Lenders are offering lots of vacant and low-occupancy REO properties for sale - and in some cases are even offering to finance purchases. Investors and users alike have begun jumping in, typically nabbing bargains even below heavily discounted listed prices.
So it's a pretty good time for well-heeled opportunistic types to snap up smallish commercial buildings and lure tenants with aggressive rental rates, says veteran area broker Marc Lippitt, co-principal at Unique Properties LLC. One well-located office property Lippitt and his partner Scott Shwayder handled for a lender sold to a local investor for only about 40 percent of the $5 million it fetched just three years ago.
And beyond the swelled roster of REOs on the market, Metro Denver is also now seeing far more "brisk" non-distressed property trading, stresses Lippitt, whose 50-staff firm (an affiliate of the TCN Worldwide network) is extremely active in small-cap investment sales and leasing. "It's good to be busy again" after a 2009 many locals would just as soon forget, he adds.
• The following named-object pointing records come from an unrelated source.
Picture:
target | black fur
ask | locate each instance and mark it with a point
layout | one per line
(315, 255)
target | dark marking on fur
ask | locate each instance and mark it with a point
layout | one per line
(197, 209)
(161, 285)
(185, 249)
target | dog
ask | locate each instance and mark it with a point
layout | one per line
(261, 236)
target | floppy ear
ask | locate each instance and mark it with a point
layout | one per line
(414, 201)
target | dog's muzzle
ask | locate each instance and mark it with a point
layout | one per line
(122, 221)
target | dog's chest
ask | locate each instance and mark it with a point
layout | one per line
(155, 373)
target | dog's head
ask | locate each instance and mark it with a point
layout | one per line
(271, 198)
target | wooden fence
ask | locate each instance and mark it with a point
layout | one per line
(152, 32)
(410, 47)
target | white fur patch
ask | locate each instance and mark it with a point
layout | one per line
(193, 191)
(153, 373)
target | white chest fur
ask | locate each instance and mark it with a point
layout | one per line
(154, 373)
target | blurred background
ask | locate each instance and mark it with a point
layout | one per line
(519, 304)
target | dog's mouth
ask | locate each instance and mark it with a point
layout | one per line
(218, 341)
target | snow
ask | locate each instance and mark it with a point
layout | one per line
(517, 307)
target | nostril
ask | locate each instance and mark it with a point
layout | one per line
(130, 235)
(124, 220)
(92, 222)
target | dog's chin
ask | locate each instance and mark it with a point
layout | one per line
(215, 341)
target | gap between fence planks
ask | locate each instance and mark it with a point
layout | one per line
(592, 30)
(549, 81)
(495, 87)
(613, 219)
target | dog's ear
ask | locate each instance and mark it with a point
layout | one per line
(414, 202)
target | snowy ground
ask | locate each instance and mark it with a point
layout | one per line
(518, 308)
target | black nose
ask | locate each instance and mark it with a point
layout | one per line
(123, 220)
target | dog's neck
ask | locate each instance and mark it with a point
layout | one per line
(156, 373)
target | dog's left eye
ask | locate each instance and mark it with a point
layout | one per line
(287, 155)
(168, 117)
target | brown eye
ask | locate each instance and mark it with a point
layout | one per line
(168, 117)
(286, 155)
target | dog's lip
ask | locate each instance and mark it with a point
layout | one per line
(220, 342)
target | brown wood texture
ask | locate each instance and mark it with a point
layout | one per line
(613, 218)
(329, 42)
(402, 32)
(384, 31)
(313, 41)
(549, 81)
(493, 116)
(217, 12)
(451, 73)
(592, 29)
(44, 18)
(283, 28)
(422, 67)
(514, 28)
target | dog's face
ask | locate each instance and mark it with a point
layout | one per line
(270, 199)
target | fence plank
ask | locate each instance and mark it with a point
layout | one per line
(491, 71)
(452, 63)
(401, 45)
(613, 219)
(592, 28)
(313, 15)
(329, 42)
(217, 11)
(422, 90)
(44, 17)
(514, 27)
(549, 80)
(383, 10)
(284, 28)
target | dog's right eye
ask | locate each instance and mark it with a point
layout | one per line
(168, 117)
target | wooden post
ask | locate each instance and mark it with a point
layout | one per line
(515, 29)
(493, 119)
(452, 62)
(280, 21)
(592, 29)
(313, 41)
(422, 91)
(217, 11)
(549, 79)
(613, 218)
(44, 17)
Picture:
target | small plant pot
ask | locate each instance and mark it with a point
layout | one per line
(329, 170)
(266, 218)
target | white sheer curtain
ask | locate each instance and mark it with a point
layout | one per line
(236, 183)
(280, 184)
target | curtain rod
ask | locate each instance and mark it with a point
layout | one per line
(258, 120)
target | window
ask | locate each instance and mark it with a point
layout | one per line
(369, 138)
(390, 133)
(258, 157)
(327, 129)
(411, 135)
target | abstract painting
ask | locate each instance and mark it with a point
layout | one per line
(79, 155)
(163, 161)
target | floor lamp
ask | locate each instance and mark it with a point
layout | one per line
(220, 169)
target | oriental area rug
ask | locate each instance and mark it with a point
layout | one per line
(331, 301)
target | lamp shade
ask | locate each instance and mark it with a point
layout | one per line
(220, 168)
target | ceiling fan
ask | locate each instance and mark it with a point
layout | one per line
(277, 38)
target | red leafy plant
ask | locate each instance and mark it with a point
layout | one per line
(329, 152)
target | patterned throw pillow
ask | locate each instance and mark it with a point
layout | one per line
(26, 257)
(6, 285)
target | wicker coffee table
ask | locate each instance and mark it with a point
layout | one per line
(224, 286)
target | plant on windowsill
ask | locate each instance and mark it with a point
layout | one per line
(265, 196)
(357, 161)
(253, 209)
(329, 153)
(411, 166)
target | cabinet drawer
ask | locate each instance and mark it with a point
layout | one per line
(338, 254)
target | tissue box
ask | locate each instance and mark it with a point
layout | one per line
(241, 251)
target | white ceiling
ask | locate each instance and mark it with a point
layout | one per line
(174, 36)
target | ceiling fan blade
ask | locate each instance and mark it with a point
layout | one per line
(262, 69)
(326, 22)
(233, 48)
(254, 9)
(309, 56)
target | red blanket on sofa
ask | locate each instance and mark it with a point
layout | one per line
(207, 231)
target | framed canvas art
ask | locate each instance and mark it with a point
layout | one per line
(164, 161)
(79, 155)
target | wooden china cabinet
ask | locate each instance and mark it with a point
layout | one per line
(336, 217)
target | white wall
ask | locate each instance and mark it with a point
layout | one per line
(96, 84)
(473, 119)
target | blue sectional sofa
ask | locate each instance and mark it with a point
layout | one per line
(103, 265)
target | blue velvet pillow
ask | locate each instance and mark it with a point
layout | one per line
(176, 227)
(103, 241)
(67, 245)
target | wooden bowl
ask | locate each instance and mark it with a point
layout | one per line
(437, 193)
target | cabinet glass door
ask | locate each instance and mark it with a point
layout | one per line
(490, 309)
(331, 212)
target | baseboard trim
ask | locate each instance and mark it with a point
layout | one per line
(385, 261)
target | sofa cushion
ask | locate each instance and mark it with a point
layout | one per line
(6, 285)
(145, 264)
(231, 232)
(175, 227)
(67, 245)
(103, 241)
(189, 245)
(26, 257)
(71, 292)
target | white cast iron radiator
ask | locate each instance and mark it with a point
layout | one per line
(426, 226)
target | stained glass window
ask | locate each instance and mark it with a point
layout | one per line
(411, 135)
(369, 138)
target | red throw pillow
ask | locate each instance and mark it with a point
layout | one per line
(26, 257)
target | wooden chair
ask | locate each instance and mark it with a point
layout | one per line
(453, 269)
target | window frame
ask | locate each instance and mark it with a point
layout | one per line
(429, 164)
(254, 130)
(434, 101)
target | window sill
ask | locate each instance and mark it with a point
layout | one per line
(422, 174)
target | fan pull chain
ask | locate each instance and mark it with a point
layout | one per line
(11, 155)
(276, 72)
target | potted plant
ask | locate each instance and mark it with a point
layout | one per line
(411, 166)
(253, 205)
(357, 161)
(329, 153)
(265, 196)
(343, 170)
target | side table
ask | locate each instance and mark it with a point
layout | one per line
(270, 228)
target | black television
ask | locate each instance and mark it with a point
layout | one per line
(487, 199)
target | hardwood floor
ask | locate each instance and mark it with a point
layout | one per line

In addition to more REO offerings and a more liquid financing environment, a recovering economy and property markets are also tending to boost small-cap investment activity here. The area's unemployment rate appears to have peaked, recently falling back below 8 percent after several flat months, Metro Denver Economic Development Corp. reports.
And local office market fundamentals this year have started rebounding in landlords' favor, according to homegrown brokerage Frederick Ross Co. With gross leasing activity clearly picking up, vacancies inching downward and effective rents stabilizing, the century-old firm is projecting positive net absorption for full-year 2010.
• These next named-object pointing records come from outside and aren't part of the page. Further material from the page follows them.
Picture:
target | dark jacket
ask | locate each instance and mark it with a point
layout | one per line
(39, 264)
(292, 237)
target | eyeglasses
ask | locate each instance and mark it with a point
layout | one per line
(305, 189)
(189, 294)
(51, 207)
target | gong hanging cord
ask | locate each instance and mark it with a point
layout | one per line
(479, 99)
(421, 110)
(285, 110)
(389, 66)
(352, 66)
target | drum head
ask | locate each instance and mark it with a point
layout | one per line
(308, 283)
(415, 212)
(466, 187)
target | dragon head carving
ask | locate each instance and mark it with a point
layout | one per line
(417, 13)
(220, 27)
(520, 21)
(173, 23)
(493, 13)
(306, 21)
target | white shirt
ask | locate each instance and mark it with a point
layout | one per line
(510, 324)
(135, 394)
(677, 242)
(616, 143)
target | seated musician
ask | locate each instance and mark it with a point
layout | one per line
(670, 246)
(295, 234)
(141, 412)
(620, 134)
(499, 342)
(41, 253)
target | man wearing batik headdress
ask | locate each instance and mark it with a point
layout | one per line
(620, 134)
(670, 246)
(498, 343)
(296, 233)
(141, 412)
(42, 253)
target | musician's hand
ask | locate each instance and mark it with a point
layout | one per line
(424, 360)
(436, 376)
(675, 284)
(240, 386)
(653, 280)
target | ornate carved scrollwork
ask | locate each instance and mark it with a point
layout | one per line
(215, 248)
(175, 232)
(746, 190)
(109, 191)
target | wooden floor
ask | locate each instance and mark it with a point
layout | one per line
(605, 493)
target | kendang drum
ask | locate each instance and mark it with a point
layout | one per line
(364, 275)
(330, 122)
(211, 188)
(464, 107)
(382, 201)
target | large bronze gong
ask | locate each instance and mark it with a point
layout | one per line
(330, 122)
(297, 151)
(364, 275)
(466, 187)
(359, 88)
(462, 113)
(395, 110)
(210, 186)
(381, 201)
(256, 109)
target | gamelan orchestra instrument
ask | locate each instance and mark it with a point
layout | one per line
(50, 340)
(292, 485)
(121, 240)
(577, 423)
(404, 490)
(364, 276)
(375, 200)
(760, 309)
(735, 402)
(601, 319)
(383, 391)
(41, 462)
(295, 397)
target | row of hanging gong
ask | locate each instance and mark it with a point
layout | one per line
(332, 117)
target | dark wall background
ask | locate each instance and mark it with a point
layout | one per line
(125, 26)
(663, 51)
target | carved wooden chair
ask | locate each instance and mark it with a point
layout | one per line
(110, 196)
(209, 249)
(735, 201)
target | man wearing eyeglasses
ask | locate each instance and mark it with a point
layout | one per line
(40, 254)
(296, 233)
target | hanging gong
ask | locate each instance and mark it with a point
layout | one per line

Of course landlords still have to lure tenants with attractive rental packages, a factor that continues to put pressure on effective rates even in the most resilient markets including Denver's revitalized CBD and the area's tech-oriented Southeast suburbs. Overall office vacancies still stand at nearly 20 percent - ranging from less than 12 in Midtown to more than 30 in Aurora.
As for Metro Denver's industrial sector, Frederick Ross is also anticipating positive absorption for the year, along with declining vacancies, and soft but stable rents. The overall industrial vacancy rate is back below 8 percent, but the R&D/flex sector's rate remains above 14 percent - meaning landlords looking to fill smaller spaces in several submarkets continue facing downward pressure on effective rental rates.
According to research from Boxwood Means Inc., small-cap properties in Denver appreciated more robustly than the nation as a whole in 2007, and hit a peak in mid-2008 - roughly a year after the national apex. Since then values have declined at a relatively modest pace: 16.4 percent since the local peak compared to the 23.7 percent national average.
Of course the Front Range of the Rockies is known for its quality of life, and Denver is known for being relatively business-friendly. Its resilient and reasonably diversified economy is anchored by oil, gas and other energy sectors (including new-wave alternatives), as well as defense and related technologies.
Accordingly in addition to real estate investors jumping on available bargains, small-cap buyers in many cases of late have been users - including some reflecting Colorado's penchant for start-ups. "We're now seeing a lot of users in the market" as tenants as well as prospective property owners, says Lippitt.
"They're cautiously hiring new people, and are more likely to consider three-year leases" whereas 12 months seems to have been the limit during the darkest days, he continues.
For instance on behalf of Westerra Credit Union, Lippitt and Shwayder recently sold the 15,600-square-foot office/warehouse property in Centennial known as 7 Inverness to a user for a reported $1.35 million (it had been listed at $1.7 million). Its last tenant had had paid rent in the "high teens" per foot on a NNN basis, but when this user vacated the previous owner couldn't find a replacement even at $10 per foot on a gross basis, Lippitt relates.
While that property's new owner-user had access to outside financing, Lippitt notes that foreclosing banks in select situations have become willing to finance REO sales to credit-worthy buyers. Of course these deals are often underwritten at "drastically written-down" valuations.
Lippitt expects the Unique Properties team to remain quite busy helping lenders shed distressed assets well into next year. "There are lots more commercial REOs coming down the road here."